Uma reunião intensa na Câmara Legislativa do Distrito Federal (CLDF) entre deputados distritais e o presidente do Banco de Brasília (BRB), Nelson Souza, debateu na segunda-feira (2 de março de 2026) um projeto de lei para capitalizar o banco via alienação de imóveis avaliados em cerca de R$ 6,5 bilhões. Sem consenso alcançado, a votação permanece pendente para esta terça-feira (3 de março de 2026), com o Colégio de Líderes marcado para as 14h30. O objetivo é evitar a falência do BRB, preservando 6 mil empregos e programas sociais que beneficiam 209 mil servidores.
Detalhes da reunião
A discussão focou em dados técnicos sobre uma dívida provisionada de R$ 8 bilhões e opções de capitalização, incluindo a alienação de imóveis listados. Deputados questionaram a transparência e o valuation dos ativos, com um requerimento para reavaliação de terrenos. Nelson Souza negou qualquer possibilidade de federalização ou privatização do banco e mencionou uma ação judicial no STF para retomar carteiras do Master.
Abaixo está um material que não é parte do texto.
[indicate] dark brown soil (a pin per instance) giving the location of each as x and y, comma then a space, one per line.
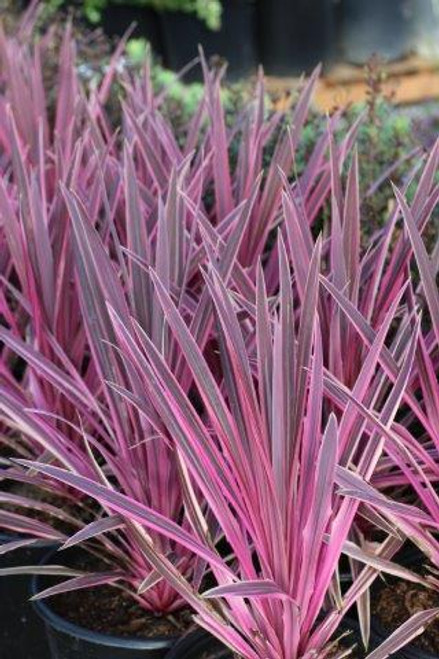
112, 611
397, 601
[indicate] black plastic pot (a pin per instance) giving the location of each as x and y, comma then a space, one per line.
69, 641
295, 36
199, 644
235, 42
21, 634
389, 28
116, 19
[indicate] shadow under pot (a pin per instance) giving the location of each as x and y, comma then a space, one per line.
69, 640
199, 644
21, 633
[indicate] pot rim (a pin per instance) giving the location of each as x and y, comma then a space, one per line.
59, 623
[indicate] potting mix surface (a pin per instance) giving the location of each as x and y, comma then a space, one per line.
397, 601
108, 610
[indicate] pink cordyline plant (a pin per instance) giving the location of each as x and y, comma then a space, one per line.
266, 468
124, 216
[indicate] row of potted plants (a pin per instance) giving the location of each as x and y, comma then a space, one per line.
218, 405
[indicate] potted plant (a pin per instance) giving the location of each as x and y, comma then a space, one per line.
254, 599
63, 370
A apresentação de Souza destacou um plano de capital iniciado em 7 de janeiro de 2026, com meta de solução definitiva até 18 de março. O prazo limite é 31 de março de 2026, data em que, sem solução, o banco corre risco de falência. A reunião, descrita como extensa e proveitosa, esclareceu dúvidas, mas não unificou posições entre os presentes.
Posições dos envolvidos
Uma reunião extensa, mas proveitosa. As dúvidas foram tiradas, mesmo que não concordem com a posição do presidente. Há condições de votar amanhã. Para isso precisamos passar primeiro pelo Colégio de Líderes, respeitando o rito e, tendo a maioria, a gente coloca para votar.
Wellinton Luiz, presidente da CLDF, expressou otimismo sobre a votação. Já Hermeto, líder do governo, enfatizou a necessidade de salvar empregos.
O presidente mostrou abertamente como está a situação do banco. O presidente marcou a reunião do Colégio de Líderes para as 14h30 e vamos analisar claramente tudo que foi falado hoje e, se Deus quiser, vamos tirar o banco dessa situação e salvar mais de 6 mil empregos.
Joaquim Roriz Neto, deputado do PL, comparou a situação do BRB a um paciente necessitando de amputação para sobreviver, alertando para o risco de falência em 31 de março. Chico Vigilante, do PT, participou dos debates, mas sem citações específicas registradas.
Implicações e próximos passos
A capitalização visa injetar R$ 6,6 bilhões no BRB para cobrir prejuízos acumulados e garantir a continuidade de serviços como o Cartão Material Escolar. Sem acordo, o banco enfrenta ameaça existencial, impactando empregos e programas sociais. A votação no plenário depende do Colégio de Líderes nesta terça-feira, com debates sobre transparência podendo influenciar o resultado.
O BRB hoje é como se fosse um paciente com a perna necrosada. E a solução é cortar a perna. Não é a solução ideal, mas ou você faz isso ou você morre.
Dia 31 de março é a data limite. Se não houver nenhum tipo de solução até esse prazo, a resposta é simples: o banco vai falhar.
Federalização e privatização estão totalmente fora do menu e esses dois temas não estão em pauta.
Especialistas acompanham de perto, pois o desfecho pode afetar a estabilidade financeira no Distrito Federal.